The book, first published in 2008, is Delphy’s manifesto, taking in the “war on terror”, the French government’s stance on human rights and its ban on the Muslim veil.
This version, translated into English for the first time, stands apart from the swathe of lipstick feminism books that have flooded the market in the past few months. I suspect that she doesn’t give a toss whether you use your womanly wiles to get your way with men, or what pet name you have for your vagina; she wants us all to recognise the contradictions and inequality in the world around us.
Delphy disentangles false logic and cuts to the heart of the issue with every subject she attacks. The French government has used feminist arguments founded on faulty logic to ban the veil, she says, and America’s global war, based on nebulous concepts, has allowed it to create a fascist regime that acts outside international law.

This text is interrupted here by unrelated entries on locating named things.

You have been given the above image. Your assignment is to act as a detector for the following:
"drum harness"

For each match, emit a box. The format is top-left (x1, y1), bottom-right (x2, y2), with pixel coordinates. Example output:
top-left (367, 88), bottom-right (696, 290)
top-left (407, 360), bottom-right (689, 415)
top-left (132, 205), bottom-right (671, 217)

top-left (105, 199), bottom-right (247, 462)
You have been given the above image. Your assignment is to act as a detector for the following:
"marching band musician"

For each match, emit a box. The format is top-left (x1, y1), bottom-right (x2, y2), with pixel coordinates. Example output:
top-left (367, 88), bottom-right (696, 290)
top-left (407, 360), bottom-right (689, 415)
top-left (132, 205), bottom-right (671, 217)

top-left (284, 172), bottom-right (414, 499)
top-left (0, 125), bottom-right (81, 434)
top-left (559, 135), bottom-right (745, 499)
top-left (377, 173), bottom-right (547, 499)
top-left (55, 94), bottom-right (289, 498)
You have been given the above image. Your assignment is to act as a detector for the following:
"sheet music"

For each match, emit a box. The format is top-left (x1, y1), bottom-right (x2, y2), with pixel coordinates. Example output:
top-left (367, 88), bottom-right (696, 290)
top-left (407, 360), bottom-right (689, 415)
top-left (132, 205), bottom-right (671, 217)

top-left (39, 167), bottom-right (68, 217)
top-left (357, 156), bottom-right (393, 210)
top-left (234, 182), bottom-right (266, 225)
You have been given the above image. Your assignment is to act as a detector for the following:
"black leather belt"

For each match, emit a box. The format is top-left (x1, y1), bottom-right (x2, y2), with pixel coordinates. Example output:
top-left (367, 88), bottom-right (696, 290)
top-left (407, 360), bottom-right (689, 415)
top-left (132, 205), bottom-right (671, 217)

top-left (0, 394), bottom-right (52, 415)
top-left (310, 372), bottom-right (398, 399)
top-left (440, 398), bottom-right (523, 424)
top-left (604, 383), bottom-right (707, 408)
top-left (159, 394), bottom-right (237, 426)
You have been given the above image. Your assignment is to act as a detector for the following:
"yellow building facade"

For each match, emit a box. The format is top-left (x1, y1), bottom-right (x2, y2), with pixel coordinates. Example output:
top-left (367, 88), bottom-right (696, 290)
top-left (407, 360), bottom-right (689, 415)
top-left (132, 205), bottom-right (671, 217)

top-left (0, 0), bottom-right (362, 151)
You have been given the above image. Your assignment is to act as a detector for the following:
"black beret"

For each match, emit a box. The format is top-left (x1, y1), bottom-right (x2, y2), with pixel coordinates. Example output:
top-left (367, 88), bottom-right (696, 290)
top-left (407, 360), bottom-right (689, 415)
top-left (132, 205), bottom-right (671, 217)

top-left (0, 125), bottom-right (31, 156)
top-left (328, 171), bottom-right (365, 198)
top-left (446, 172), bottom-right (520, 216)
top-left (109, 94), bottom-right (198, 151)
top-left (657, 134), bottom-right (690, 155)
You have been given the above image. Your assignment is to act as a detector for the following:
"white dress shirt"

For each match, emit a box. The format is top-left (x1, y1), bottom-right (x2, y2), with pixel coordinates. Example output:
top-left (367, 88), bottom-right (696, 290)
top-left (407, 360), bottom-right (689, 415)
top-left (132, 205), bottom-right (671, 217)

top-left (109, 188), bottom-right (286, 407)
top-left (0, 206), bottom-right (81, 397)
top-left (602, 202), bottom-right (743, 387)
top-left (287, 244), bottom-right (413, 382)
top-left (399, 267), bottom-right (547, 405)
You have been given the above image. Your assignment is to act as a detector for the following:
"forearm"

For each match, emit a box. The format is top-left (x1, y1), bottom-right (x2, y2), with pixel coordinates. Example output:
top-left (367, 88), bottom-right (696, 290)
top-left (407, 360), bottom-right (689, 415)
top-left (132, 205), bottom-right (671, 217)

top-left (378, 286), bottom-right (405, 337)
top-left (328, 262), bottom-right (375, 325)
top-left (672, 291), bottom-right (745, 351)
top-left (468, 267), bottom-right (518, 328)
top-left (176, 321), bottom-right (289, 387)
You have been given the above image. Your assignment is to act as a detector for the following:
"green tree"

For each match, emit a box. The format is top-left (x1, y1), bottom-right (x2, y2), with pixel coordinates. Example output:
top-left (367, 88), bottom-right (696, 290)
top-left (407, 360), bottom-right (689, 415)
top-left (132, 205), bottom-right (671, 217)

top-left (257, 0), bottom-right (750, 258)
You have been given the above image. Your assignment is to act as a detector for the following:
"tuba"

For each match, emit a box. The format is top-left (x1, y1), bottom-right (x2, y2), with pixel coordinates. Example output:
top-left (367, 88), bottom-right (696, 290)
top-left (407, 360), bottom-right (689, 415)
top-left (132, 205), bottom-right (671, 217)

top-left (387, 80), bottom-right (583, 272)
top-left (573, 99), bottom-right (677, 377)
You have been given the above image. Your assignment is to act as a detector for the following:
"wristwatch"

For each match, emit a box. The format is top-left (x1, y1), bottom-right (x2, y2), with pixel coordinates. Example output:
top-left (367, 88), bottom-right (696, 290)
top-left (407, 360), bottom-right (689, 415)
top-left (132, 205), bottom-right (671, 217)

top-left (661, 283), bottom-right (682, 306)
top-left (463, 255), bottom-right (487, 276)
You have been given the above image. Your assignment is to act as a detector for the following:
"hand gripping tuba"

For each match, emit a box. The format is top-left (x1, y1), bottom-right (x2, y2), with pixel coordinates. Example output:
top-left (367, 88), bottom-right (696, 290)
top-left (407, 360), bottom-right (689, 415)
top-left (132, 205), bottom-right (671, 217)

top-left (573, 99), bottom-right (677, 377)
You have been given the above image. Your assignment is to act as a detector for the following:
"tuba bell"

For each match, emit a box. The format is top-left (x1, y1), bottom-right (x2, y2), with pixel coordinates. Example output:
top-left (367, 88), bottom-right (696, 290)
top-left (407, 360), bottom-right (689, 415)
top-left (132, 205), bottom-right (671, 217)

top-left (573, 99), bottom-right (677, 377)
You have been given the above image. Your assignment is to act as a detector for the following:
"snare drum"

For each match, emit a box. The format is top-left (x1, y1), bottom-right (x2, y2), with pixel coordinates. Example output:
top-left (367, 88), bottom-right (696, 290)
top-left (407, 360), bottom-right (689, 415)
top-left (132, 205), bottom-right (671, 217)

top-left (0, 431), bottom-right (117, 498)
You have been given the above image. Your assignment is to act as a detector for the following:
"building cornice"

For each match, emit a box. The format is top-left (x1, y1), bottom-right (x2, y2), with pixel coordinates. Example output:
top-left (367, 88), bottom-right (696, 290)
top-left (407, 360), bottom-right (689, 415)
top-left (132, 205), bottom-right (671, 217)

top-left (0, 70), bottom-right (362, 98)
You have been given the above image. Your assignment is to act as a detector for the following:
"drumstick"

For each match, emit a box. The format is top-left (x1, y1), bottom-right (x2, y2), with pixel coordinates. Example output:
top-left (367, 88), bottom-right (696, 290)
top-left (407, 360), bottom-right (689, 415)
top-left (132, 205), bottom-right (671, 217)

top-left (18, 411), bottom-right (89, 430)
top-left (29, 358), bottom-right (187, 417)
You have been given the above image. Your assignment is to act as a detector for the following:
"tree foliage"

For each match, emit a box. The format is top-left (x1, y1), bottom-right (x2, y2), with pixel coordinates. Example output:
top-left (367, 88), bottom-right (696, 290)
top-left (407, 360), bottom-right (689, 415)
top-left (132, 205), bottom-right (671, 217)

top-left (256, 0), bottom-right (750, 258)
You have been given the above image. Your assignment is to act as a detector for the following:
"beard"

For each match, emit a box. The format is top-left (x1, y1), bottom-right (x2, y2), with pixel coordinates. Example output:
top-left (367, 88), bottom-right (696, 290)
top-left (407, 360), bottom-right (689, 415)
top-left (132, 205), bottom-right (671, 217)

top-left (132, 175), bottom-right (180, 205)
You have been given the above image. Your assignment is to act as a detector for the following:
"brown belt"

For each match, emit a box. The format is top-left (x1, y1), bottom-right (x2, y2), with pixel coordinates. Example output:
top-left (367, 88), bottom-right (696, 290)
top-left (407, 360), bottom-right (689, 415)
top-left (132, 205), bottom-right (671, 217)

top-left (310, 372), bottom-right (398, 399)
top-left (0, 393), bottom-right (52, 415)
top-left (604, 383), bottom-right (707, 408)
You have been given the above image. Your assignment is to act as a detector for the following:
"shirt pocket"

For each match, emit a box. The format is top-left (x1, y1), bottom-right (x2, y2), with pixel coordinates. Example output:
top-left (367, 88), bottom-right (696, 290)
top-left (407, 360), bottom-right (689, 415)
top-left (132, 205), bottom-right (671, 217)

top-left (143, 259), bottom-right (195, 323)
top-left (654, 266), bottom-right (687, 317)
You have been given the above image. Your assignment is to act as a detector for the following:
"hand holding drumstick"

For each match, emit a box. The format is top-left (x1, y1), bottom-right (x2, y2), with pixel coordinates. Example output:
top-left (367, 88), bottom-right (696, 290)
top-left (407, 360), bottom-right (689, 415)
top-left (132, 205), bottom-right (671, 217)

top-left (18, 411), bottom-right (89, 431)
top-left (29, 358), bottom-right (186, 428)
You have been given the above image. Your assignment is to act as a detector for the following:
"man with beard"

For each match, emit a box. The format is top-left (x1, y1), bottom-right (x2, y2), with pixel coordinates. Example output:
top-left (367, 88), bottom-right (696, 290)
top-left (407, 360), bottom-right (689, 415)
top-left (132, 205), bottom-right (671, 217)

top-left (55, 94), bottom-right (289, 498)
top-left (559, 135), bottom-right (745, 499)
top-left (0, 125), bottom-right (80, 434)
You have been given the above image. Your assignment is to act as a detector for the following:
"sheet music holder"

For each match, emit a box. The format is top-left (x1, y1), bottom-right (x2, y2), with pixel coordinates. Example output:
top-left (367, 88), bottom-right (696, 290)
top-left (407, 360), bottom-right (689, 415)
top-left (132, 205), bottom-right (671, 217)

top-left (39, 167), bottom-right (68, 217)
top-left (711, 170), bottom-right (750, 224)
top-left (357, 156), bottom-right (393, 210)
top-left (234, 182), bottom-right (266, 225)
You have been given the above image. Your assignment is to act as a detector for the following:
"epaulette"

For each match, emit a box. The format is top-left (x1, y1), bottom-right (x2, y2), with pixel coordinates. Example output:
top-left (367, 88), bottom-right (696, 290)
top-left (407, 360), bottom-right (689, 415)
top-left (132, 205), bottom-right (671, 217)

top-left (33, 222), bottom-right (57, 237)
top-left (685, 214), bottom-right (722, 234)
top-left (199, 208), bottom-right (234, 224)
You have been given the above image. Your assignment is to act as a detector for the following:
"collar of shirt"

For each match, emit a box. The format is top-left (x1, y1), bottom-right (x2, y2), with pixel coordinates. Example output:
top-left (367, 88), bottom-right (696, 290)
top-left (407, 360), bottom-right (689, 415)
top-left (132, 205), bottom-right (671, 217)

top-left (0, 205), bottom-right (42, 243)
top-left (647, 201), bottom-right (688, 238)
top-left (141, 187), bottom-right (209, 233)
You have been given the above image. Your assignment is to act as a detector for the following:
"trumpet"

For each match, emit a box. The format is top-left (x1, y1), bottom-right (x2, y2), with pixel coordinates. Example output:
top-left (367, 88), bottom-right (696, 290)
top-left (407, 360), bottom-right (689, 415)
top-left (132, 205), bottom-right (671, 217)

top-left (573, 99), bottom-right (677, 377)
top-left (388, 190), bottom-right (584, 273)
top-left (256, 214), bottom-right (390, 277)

It is, however, not the easiest book to read. The particulars of the French government system won’t necessarily be familiar to non-native readers.
Written before the end of the Iraq war, aspects of the book do feel dated. Although it includes references to the Charlie Hebdo attacks, it doesn’t directly mention them, referring to events in only in the vaguest terms. It is worth reading, though, because once she hits her stride, there is real clarity and directness to her thoughts. For example, she explains her fundamental principle, that the Otherered group, as she calls them, be they women, or ethnic minorities or homosexuals, must first name themselves and band together to take the first steps to equality. She also makes a strong case for government quotas so that 50 per cent of politicians are women.
Her answer to the question “what is gender?’ boils down to pure anatomy. She believes that everything else that we are told about gendered behaviour is a social construct. “This is today considered a bold claim,” she writes “but I am sure one day it will be taken as a given.” I am inclined to agree.